The difference represents a small / medium / large- sized effect d =__.
Irrelevant effect size: d < 0.2; Small effect size: 0.2 < d < 0.4; Medium effect size: 0.4 < d < 0.8; Large effect size: d > 0.8
- NOT Normally Distributed and CLT doesn’t apply
On average, the data { } (M = __, SD = __) was lower than / higher than / similar to the
central value of the scale__.
Scores of { } (Median=__) did / did not significantly differ from__( central value of the
scale) (W= __ , p =__).
The difference represents a small / medium / large- sized effect r =__.
Small r = .10 ; Medium r = .30 ; Large r = .50 (Between 0~1)
Reject the null or not
The null hypothesis can / cannot be rejected.
P <.05 → reject; CI doesn’t cross 0 → reject
Support initial hypothesis or not ----Check the mean score!
Based on the descriptives and the analysis, the results provide / cannot provide support for the initial
hypothesis: { }.
,
, Independent samples t-test
Hypotheses, What test, Scale and Reliability, Average score
To test whether { }, an independent samples t-test was performed.
{ } was measured using { _questions}on a { } point scale.
It shows good / bad reliability α=__. The average score was__(SD=__).
α >.7 → good reliability
Assumptions-CHECK CLT of each group
z-score: Skewness/SE; Kurotisis/SE→ z between +1.96&1.96→normally distributed | VR: High variance / low variance
- Normally Distributed
The data score was normally distributed for {group1} (z-score of skewness=__/ z-score kurtosis=__ ).
The data score was also normally distributed for {group2} (z-score of skewness=__/ z-score
kurtosis=__).
- NOT Normally Distributed BUT CLT applies
The data score was / was not normally distributed for {group1} (z-score of skewness=__/ z-score
kurtosis=__ ).
The data score was / was not normally distributed for {group2} (z-score of skewness=__/ z-score
kurtosis=__ ).
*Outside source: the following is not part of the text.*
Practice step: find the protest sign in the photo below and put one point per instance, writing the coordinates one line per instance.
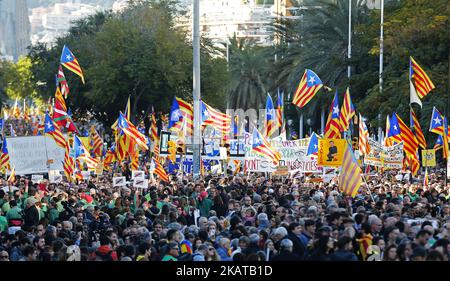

But since the number of participants of {group1 / group2 / both groups} is superior to
__, we can apply the CLT and run a normal independent t-test.
- Homogeneity was met
Homogeneity of variances can be assumed (VR =__).
- Homogeneity was not met
Homogeneity of variances cannot be assumed (VR =__). The Levene’s test reconfirmed this violation
of homogeneity (P=__). Therefore, the Welch’s test was used.
- NOT Normally Distributed and CLT doesn’t apply
The data score was / was not normally distributed for {group1} (z-score of skewness=__/ z-score
kurtosis=__ ).
The data score was / was not normally distributed for {group2} (z-score of skewness=__/ z-score
kurtosis=__ ).
Therefore, we present the Mann-Whitney U statistic and the median scores.
- Homogeneity was met
Homogeneity of variances can be assumed (VR =__).
- Homogeneity was not met
Homogeneity of variances cannot be assumed (VR =__). The Levene’s test reconfirmed this violation
of homogeneity (P=__).
In Levene’s test P > .05, homogeneity is met.